First, before you move them to the Independents, are you using the Practice Cards? Part of the power of the Independents is that they already will not like staying for 2-4 minutes to do rules practice, and so them getting a card because their friend did really bums them out and makes them want to get off the team. Also, they might have more respect for the Scoreboard once they start getting practice cards.
Try practice cards before you go to Independents if you haven't already. It's a loooooong year.

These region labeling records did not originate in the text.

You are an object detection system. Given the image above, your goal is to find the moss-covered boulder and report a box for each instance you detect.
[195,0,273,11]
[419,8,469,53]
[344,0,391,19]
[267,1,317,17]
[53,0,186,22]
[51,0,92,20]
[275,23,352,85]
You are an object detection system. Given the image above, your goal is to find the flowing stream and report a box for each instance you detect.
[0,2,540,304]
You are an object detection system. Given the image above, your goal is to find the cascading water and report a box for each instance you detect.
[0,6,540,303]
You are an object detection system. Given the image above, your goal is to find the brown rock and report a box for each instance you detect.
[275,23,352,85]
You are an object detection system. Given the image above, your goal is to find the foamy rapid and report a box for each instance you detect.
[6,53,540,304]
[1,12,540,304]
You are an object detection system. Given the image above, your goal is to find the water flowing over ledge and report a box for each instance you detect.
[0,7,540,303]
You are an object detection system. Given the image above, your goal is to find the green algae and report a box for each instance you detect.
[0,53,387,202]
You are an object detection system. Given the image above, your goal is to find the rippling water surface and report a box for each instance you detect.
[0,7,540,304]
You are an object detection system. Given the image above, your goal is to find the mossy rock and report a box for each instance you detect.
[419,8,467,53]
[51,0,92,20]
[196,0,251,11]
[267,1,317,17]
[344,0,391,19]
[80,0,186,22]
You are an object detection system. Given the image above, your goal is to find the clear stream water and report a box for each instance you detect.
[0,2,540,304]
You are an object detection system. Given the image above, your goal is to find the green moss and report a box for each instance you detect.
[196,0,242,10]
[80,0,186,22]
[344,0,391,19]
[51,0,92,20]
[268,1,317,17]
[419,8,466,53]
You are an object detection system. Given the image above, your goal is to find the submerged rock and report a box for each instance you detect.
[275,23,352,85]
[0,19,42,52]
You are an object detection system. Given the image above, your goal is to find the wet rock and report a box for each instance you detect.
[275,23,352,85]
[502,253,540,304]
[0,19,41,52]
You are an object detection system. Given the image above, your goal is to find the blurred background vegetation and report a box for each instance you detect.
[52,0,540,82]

I did move much faster than the usual recommendations in that I ran Scoreboard Level 1 for about 2 weeks before introducing the Guff counter (because it was needed!), then introduced white practice cards after about a month, and that's lasted me through first quarter. I'm introducing purple practice cards start of second quarter because they're ready to start earning off their white cards by doing well, I feel. I started Independents about three weeks ago, two weeks after I introduced practice cards. It has been extremely powerful, but it's mostly powerful because the other pieces are in place.

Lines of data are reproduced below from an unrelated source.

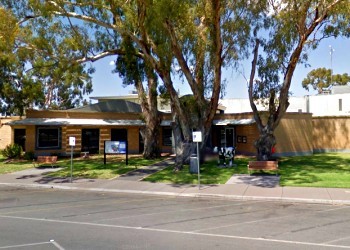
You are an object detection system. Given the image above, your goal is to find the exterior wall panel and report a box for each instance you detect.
[312,116,350,152]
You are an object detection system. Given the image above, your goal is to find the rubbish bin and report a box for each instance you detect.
[190,155,198,174]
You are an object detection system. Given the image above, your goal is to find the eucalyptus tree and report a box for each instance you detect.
[302,68,350,93]
[249,0,350,160]
[0,1,92,115]
[21,0,259,168]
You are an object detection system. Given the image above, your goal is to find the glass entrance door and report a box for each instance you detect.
[225,128,235,148]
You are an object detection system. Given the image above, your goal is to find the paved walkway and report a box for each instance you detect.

Biffle put it really well at one of the conferences: We all focus on those problem kids at the beginning of the year and think, what can I do about that kid? How can I tackle his problems now and stop him from misbehaving? But that's not what the Scoreboard is about. The Scoreboard is RTI in and of itself, Level 1 will get almost all your kids, in this case it sounds like all but 2. Level 2 might take care of them, then Level 3 might get them if Level 2 doesn't, then Level 4, etc. The reason to not just start at Level 4 is that Level 1 takes the majority of your kids and puts them on your side. They're not just there and being good, they become your teaching assistants in keeping the other kids in line.
My students now will tell me to put someone on the Independents when they have been acting poorly and scoring me lots of points. They effectively ostracize the poorly behaving student. That sounds awful, but I can tell a kid day and night to tuck in his shirt, and he won't. The minute the other students start suggesting he get put on the Independents, he says, "I don't want to be on that team!" and stops. That only works because the other students have full buy-in on the Scoreboard, and the Practice Cards and Guff Counter are in full play.

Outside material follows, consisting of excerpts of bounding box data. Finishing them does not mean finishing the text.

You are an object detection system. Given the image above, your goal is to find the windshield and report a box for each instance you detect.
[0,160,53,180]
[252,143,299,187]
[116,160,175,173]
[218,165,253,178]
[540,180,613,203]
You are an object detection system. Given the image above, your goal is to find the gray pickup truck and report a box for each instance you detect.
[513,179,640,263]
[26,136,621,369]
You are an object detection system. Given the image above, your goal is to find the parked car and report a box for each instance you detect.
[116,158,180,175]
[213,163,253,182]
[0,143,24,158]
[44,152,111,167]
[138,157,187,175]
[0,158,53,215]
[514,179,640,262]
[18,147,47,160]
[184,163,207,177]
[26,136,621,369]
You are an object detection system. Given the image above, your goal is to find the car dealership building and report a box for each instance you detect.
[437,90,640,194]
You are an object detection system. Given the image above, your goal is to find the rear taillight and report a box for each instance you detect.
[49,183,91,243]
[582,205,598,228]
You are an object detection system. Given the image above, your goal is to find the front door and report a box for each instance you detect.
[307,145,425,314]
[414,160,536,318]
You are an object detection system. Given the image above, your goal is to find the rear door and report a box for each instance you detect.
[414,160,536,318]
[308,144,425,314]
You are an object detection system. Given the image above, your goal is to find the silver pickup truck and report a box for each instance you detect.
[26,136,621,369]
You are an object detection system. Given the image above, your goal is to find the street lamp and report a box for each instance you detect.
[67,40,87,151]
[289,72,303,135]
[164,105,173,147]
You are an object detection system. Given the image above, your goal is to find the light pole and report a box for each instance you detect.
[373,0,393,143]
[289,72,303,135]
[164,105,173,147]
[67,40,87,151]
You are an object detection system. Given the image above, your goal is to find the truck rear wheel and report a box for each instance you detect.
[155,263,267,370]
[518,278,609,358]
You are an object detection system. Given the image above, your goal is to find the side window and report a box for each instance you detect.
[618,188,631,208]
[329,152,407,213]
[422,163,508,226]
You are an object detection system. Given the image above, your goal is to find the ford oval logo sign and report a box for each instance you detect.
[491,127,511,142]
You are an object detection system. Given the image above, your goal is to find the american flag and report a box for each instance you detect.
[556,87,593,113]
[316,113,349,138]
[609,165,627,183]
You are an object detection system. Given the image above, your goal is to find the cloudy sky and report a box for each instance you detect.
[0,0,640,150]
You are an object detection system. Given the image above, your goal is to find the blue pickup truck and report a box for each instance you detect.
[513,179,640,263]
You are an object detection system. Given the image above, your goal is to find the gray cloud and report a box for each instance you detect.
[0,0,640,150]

So, you're asking what works with the worst of the worst kids? The exact same system, no changes, just a little accelerated.
Finally, are you rocking a Super Improvers wall? I have a 14 year old gang member who was arrested last week for shoving a teacher come in today because he went a whole week with no discipline issues because he wanted to put stars up on his Super Improvers wall. He is excellent for me.
It still blows my mind that this hard hood kid who has had guns put to his head several times is super stoked about drawing stars on a colored piece of paper for no reward, and that is more powerful than all of the Scoreboard levels in getting him to behave better.